R2318 for 6 bottles

R386 per bottle
free delivery in SA when ordering 12+ bottles

Nederburg Ingenuity Spanish Red Blend 2015

Colour: Dark crimson with vivacious flashes of ruby.
Bouquet: Well-ripened dark berries, prunes with traces of leather, tobacco leaf, vanilla and clove.
Palate: Big, bold and layered but fresh and lively with dark fruit flavours, savoury notes and well integrated with wood. Supple, smooth tannins.

Enjoy with bold-flavoured robust dishes prepared with a bit of spice, such as paella, game fish, chorizo, grilled venison beef or pork, smoked meats, moussaka and roasted brinjals, peppers and mushrooms.

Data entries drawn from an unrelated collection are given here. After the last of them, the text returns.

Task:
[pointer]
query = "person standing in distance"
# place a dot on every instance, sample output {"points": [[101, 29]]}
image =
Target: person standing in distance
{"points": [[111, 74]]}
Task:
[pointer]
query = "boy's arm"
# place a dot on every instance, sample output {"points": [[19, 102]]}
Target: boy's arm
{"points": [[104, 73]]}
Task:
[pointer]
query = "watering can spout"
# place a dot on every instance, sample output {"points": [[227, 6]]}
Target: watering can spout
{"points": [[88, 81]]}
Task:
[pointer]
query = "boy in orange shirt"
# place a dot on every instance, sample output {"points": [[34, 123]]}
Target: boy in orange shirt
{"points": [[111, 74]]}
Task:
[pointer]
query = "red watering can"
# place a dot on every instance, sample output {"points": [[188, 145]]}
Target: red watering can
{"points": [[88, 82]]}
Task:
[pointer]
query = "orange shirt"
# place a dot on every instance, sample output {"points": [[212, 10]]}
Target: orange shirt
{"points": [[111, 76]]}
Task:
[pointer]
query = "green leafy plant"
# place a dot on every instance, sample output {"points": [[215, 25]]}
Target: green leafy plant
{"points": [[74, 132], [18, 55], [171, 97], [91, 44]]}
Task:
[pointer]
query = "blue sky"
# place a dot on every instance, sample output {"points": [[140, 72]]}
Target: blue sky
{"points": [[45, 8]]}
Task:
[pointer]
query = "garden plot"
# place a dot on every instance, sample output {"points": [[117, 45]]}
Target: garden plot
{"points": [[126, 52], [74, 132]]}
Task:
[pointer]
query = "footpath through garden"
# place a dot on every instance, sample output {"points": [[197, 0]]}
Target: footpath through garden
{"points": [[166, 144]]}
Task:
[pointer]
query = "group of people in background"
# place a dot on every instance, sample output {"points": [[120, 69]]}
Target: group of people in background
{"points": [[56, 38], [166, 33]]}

variety : Tempranillo | 83% Tempranillo, 17% Graciano
winery : Nederburg Wines
winemaker : Samuel Viljoen
wine of origin : Paarl
analysis : alc : 14.87 % vol  rs : 2.92 g/l  pH : 3.52  ta : 5.52 g/l  
type : Red  style : Dry  body : Full  taste : Fruity   wooded
pack : Bottle  size : 750ml  closure : Cork  

ageing : The wine can be cellared for 10 to 15 years at least.

Ingenuity is a collection of ultra-premium, limited-edition, daringly original, innovative connoisseur blends for the adventurous.
This hand-made wine is made from a blend of Tempranillo (83%) and Graciano (17%) grapes.

in the vineyard : The Tempranillo and Graciano, both trellised, were planted in the mid-2000s in Simondium, in well-drained, weathered granite soils with good water retention and that calls for minimal irrigation.

Established around 400m above sea level, the vineyards are shaded by high mountain peaks from the hot, late afternoon sun. This slows down ripening, resulting in concentrated fruit flavours.

about the harvest: The grapes were hand-harvested, from individually selected vines, between 24°B and 26°B.

in the cellar : The Tempranillo and Graciano were vinified separately. The grapes were received into stainless steel tanks and cold-soaked for three days. Daily tasting of the juice took place during fermentation to determine the amount and length of fermentation cap rotation, which took place next for a period of 24 hours. This was done to ensure optimal extraction of colour as well as tannin to enable the wine to mature. After malolactic fermentation, the wine was pressed and the Tempranillo racked into a selection of first-fill 300-litre French and American oak barrels where it matured for 21 months, while the Graciano was racked into a selection of third- and fourth-fill French and American oak barrels, and matured for a period of 18 months. After careful barrel selection, the wine was racked from barrels, blended and prepared for bottling.